Three key ideas inform this structure.

  1. Taking notes is at the center of historical research, and so Notes is the table that is at the center of C-base that all the other tables feed into. Notes are our annotations, comments, ideas, and transcriptions from Sources and Objects that we can tag using Keywords and arrange to support Projects.
  2. Different kinds of data might inform the notes but these must be organized on their own to get the most out of them and to keep our data “clean” (that is, free of repetitions and errors across the database). The Sources table includes bibliographic metadata about books, articles, archival documents, maps, and any other materials historians consult. Objects are the texts, images, PDFs, statistical tables, and documents we collect and store in digital form.  Projects are the scholarly products of this work with Sources, Objects, and Notes, such as chapters, books, articles, visualizations, and annotated bibliographies.  Agents are people–historical figures that we would like to keep track of in our notetaking. Keywords are the terms we use to tag our notes with themes and subjects that will be the way we search the database and organize our Notes to complete Projects.

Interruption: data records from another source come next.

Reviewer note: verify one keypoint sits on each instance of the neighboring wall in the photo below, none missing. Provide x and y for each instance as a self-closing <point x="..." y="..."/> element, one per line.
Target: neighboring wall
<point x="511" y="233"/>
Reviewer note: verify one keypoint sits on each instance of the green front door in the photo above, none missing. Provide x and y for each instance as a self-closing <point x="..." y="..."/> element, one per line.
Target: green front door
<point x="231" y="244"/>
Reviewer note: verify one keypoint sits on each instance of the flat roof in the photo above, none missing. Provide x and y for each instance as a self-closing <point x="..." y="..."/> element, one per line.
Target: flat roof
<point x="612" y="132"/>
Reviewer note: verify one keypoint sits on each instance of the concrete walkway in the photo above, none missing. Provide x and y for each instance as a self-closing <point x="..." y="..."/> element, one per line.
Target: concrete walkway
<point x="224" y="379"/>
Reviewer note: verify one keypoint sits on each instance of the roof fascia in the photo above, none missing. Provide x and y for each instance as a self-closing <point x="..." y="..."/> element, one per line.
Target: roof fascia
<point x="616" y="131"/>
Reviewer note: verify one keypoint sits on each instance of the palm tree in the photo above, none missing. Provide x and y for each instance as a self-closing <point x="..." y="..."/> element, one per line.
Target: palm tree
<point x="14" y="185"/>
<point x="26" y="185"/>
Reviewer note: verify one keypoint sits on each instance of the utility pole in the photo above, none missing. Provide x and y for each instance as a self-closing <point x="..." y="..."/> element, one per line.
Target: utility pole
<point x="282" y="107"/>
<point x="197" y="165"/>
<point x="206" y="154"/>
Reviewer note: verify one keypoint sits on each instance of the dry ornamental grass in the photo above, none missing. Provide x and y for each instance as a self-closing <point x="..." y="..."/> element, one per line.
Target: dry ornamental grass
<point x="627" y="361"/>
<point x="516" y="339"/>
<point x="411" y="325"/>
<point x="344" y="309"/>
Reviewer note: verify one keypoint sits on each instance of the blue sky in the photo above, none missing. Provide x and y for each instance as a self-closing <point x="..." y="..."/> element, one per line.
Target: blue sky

  3. Join tables are the means by which we manage the relationships of these separate tables to Notes (and to one another).  As this ERD shows, each entity has a defined “one-to-many” relationship with at least one other entity.  Each of our primary tables (Agents, Projects, Objects, Sources, and Keywords) figure as the “one” or the parent in the one-to-many relationships with “many” or child tables that join to our key table, Notes.  We will use these join tables to make use of data from each of these primary tables in Notes.  Getting this relationship diagram right is the key to making a relational database work.  This structure provides a stable architecture on which we can combine data from each of these different tables/entities in illuminating ways.